Jaminan Sejati Perempuan Ada Pada Islam
Peringatan Hari Anti Kekerasan Terhadap Perempuan (HAKTP) diselengarakan secara global selama 16 hari, dari 25 November-10 Desember setiap tahun. Pada peringatan tahun 2019 ini, Komnas Perempuan melaporkan bahwa kasus kekerasan terhadap perempuan (KTP) menjadi semakin kompleks dan meluas serta tidak tertangani dan terlindungi.
Sepanjang tahun 2016 – 2018 terjadi 17.088 kasus KTP (kekerasan terhadap perempuan). Sebanyak 42%-nya adalah kekerasan seksual dan 52% dari kekerasan seksual tersebut adalah tindak perkosaan.
Perjuangan untuk menghilangkan KTP ini sudah cukup lama. Sejak tahun 1979 ada Konvensi Penghapusan Segala Bentuk Diskriminasi Terhadap Perempuan, yang ditindaklanjuti dengan upaya para feminis untuk mendorong pemerintah masing-masing menerbitkan berbagai aturan yang mendukung penghapusan KTP. Di Indonesia, salah satunya adalah pengesahan UU – Penghapusan KDRT tahun 2004. Kini gerakan perempuan fokus mendorong Pemerintah agar mengesahkan RUU Penghapusan kekerasan seksual (PKS) yang belum dilegalkan.
Pertanyaan kritis patut kita lontarkan terhadap perjuangan panjang feminis ini. Mengapa tak kunjung membuahkan hasil, bahkan justru masalah semakin kompleks?
Kritik Cara Pandang
Para feminis menempatkan ketimpangan relasi gender antara laki-laki dan perempuan sebagai masalah utama KTP. Mereka mengatakan, ada konstruksi seksualitas di masyarakat patriarki yang mewajarkan laki-laki bersikap agresif terhadap perempua, sehingga permisif terhadap kekerasan seksual.
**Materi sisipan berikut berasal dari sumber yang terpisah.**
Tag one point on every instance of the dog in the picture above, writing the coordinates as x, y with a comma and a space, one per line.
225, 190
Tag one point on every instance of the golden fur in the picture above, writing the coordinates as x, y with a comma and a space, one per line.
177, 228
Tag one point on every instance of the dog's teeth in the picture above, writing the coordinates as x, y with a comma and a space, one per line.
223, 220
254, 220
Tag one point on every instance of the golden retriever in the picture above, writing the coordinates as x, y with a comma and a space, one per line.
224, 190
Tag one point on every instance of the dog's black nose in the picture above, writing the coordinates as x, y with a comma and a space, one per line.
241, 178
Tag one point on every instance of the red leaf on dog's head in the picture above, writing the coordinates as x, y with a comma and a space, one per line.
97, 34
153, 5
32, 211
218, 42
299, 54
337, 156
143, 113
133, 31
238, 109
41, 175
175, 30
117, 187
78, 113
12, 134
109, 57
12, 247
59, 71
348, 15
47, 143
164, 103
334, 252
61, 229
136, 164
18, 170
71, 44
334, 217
Perempuan menjadi pihak yang disalahkan. Misal, ada pelembagaan bahwa perempuan tidak boleh keluar malam, tidak boleh pakai baju terbuka, dan sebagainya. Mestinya, penting berpikir bahwa laki-laki juga harus mengontrol tubuhnya, menahan diri dan tidak berpikiran kotor. Jika ada kasus KTP, bukan perempuan yang mesti disalahkan, tetapi bahwa pelaku harus dihukum dengan seberat-beratnya.
Cara berpikir seperti di atas, menunjukkan kekacauan berpikir dan kesembronoan mereka. Sebab ada kontradiksi yang sangat jelas antara tuntutan adanya UU yang melindungi perempuan dan tuntutan untuk ‘membebaskan’ perempuan. Ada kontradiksi antara himbauan untuk menghormati perempuan dan pembiaran terhadap perkembangan industri iklan, bisnis dan hiburan yang mengeksploitasi perempuan; juga pembiaran terhadap peredaran minuman keras, penyalahgunaan narkoba dan hiburan porno yang memicu laki-laki memperkosa perempuan.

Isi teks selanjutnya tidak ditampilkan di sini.